Padahal, jika dibandingkan dengan pinjaman konvensional, pinjaman online memiliki suku bunga lebih tinggi dan jangka waktu cicilan lebih pendek.
Pada pinjaman online, biaya administrasi seringkali tidak transparan. Akibatnya, pelanggan berisiko harus membayar lebih dari yang disepakati semula.
Selain itu, pelanggan juga dapat dikenakan biaya keterlambatan dan denda yang tidak wajar.
Kehadiran pinjaman online menjadi kontroversi karena rendahnya literasi keuangan masyarakat Indonesia.
Hal ini tentunya beresiko membuat debitur pinjaman online terjebak dalam jebakan utang yang begitu berat hingga tidak mampu membayar cicilan.
Pemberian data pribadi dalam pinjaman online memudahkan nasabah untuk dikejar utangnya.
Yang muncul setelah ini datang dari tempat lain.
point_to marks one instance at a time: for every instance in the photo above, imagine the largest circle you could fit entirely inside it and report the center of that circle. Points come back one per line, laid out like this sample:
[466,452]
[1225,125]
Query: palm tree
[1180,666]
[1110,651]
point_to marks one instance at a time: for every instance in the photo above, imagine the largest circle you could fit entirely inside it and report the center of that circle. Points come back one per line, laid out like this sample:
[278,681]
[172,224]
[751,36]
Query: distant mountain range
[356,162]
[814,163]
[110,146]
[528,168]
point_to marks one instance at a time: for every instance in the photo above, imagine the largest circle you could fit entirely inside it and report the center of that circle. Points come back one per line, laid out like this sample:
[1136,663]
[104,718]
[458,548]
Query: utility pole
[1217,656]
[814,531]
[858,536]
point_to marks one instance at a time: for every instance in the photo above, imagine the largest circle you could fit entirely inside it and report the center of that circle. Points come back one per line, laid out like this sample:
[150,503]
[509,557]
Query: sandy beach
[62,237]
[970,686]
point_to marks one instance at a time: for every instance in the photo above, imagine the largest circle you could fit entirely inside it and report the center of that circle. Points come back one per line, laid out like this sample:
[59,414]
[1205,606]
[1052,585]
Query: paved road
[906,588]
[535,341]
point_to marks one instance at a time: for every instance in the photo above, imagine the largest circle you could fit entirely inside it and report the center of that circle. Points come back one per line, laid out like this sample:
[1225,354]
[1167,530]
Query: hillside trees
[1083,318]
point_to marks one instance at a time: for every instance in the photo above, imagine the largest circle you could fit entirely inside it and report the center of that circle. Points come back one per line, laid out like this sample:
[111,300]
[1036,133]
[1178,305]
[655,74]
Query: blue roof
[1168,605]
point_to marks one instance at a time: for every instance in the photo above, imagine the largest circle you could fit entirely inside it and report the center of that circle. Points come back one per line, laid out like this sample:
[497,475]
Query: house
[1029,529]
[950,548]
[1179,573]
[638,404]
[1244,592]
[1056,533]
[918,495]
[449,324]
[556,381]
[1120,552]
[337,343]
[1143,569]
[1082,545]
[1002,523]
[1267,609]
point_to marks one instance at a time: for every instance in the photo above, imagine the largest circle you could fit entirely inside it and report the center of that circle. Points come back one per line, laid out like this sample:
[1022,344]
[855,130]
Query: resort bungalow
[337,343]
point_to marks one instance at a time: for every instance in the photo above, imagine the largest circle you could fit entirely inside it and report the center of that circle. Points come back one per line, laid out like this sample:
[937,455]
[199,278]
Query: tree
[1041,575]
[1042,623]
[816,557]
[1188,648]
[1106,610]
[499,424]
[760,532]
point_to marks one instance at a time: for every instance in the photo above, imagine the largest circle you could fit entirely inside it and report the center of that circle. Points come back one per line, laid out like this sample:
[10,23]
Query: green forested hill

Debt collector menebar ancaman mulai dari ke pengadilan, penjara, hingga siap dipecat dari pekerjaannya.
Tak hanya itu, beberapa netizen lain menyoroti fintech pinjaman online yang mampu membaca data di ponsel nasabah.
Terkadang kita disarankan untuk berhati-hati dalam menggunakan pinjaman online. Sebab, meskipun kita mengajukan pinjaman, belum tentu permohonan kita disetujui, namun data diri kita sudah didapatkan oleh pihak pemberi pinjaman.
Selain itu, pinjaman online juga dinilai merugikan konsumen. Misalnya kita hanya bisa mengajukan pinjaman sebesar Rp 1 juta hingga Rp 2 juta, namun pihak pemberi pinjaman online bisa mendapatkan semua data diri kita yang nilainya lebih dari jumlah pinjaman yang diajukan.
Dalam video di akun TikTok yang menggunakan nama pengguna @kangpensi_ dijelaskan, tindakan ceroboh dalam mempublikasikan data pribadi bisa terancam hukuman penjara hingga 9 tahun.